WACO, Texas — Medical marijuana advocates have been pushing for change for years. Chris Grisolia joined the cause in June of 2016 when he lost his son, William.
"I think about quitting. I think about giving up. Then the next day I wake up and the first thing I think about is him," Grisolia told 25 News.
"He was the kindest, most gentle, most caring, most respectful person you would ever meet."
William started having seizures at just nine years old. They continued throughout his teenage years and he started medication after he turned 18.
"It had the opposite effect of what you'd expect to happen," Grisolia said.
"You'd think it would stop the seizures, make them not happen — but it makes them like scheduled."
The January before his death, William started asking about marijuana after reading it helped others with seizures.

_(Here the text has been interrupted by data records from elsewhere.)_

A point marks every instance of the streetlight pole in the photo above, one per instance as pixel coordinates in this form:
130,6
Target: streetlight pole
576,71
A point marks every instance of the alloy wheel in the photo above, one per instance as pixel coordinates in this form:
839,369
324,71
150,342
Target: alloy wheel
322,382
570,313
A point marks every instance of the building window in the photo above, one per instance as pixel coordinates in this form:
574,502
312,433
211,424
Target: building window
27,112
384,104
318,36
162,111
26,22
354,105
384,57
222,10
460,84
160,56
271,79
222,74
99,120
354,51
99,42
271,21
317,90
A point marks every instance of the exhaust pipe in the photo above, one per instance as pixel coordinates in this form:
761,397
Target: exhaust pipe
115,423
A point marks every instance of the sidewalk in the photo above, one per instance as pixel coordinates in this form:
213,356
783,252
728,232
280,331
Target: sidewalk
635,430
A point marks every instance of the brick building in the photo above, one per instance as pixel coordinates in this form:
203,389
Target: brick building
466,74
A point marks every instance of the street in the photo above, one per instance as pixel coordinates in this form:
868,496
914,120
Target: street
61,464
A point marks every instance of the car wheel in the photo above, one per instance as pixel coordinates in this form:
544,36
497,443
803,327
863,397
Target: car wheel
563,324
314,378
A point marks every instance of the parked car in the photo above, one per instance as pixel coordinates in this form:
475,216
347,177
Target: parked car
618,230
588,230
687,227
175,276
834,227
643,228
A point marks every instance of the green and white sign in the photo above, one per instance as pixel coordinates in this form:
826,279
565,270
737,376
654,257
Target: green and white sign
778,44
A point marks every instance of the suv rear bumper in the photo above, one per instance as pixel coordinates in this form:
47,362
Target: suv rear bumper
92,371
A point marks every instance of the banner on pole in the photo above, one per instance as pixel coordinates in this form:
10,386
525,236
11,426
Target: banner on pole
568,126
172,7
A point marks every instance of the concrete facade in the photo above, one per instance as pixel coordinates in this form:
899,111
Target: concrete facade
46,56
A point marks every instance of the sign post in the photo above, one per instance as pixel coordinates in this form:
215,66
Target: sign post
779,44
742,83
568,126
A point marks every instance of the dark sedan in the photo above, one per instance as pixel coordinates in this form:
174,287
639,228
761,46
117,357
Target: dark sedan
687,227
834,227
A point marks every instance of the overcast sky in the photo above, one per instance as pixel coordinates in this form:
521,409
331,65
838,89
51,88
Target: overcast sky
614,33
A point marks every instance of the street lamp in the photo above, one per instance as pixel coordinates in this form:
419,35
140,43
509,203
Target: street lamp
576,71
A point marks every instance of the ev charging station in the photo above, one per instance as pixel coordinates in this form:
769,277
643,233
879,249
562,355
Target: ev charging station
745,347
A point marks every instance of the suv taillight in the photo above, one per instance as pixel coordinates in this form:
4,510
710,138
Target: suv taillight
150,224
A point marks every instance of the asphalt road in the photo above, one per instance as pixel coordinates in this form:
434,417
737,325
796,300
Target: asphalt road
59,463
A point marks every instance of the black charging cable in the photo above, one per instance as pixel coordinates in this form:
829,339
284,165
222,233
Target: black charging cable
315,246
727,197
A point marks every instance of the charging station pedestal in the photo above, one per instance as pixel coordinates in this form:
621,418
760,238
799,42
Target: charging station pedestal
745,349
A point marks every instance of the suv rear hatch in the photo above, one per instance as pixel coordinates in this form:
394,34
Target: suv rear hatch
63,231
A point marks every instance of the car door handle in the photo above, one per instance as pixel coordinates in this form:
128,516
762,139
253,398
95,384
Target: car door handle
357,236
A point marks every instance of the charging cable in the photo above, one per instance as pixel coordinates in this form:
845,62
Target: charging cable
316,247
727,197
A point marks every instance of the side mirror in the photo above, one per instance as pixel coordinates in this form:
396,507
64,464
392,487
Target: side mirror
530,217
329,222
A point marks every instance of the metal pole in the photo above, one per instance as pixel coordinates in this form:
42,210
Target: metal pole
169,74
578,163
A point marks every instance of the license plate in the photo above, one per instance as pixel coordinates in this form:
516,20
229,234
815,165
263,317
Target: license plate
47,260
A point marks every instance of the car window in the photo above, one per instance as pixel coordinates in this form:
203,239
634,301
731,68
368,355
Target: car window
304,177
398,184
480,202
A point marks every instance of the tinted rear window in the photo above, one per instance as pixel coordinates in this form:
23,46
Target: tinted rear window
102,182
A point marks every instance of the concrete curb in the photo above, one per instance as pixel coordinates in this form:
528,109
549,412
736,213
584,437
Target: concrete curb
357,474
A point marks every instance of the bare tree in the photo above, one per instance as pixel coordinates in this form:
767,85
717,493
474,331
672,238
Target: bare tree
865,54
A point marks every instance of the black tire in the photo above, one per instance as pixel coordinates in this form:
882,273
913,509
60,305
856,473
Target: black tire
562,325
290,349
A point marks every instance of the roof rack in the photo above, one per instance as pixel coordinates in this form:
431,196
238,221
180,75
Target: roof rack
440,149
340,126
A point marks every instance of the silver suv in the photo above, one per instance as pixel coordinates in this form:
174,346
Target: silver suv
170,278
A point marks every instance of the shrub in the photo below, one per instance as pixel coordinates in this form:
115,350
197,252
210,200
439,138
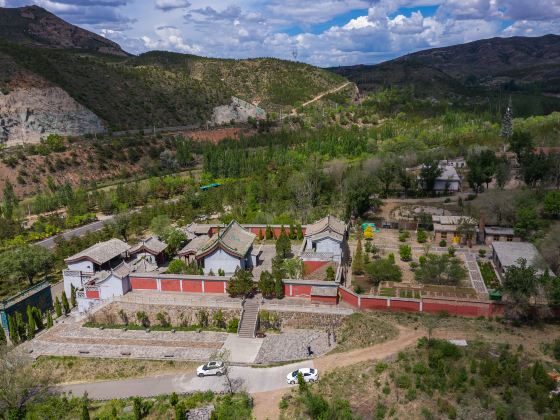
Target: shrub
421,236
405,252
143,319
233,324
383,270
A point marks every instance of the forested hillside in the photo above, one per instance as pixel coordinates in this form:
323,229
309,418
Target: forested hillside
525,68
156,88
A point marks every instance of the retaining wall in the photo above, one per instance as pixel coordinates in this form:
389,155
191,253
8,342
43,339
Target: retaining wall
303,289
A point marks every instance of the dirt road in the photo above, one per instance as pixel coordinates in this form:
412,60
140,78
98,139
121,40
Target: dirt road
266,403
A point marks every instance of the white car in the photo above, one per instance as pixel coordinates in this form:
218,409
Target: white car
211,368
309,375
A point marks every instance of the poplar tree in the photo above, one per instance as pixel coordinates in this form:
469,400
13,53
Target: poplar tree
72,296
30,323
507,122
358,258
20,326
12,326
65,304
57,307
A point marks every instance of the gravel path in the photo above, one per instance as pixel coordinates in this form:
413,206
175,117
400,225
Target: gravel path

At the time, the Texas Compassionate Use Program had already passed but was in the early planning stages and not available yet.
"He was kind of stuck and of course the only avenue he had at the time was to do something illegal," Grisolia said.
"He told me as much as I think it could help, I don't want to break the law. I mean, what could a father say?"
William passed away at 23 years old just a few months later after another seizure. Following his death, Grisolia started looking into if medical marijuana would've helped.
"I just was hooked and continued to research. I dove in headfirst."
After reading many stories about people who've benefited from it, he started pushing for more awareness in Texas.
"The TCUP program as far as patients keeps expanding, the growth is getting exponential," Grisolia said.
"It would be exponential had they done what we tried to get done this session."
A house bill was introduced this year which would have added chronic pain to the Compassionate Use Program — the bill died in the Senate.
"It would have been terrific," CEO of Doc MJ Aaron Bloom said.
"It would have made it more accessible to more Texans, more would have found relief and been able to get off opioids, which would've been tremendous help to those who are suffering."
Medical professionals who prescribe and work with marijuana at DocMJ say the impact they see in their patients is drastic.
"It's remarkable when people come to us for renewals," Bloom said.
"It's remarkable to hear how their lives have changed. People who get off the opioids that have so many side effects and are able to transfer to this medication without side effect, stories are remarkable."
A 2022 study out of the University of Texas shows more than 70 percent of Texans support medical marijuana, but there's still been some push back from lawmakers.
"We didn't get anything this session in addition to where we were in 2021, but there were bills that wanted to take this away that didn't go anywhere either," Grisolia said.
Grisolia plans to continue raising awareness and gear up for more legislative pushes in 2025.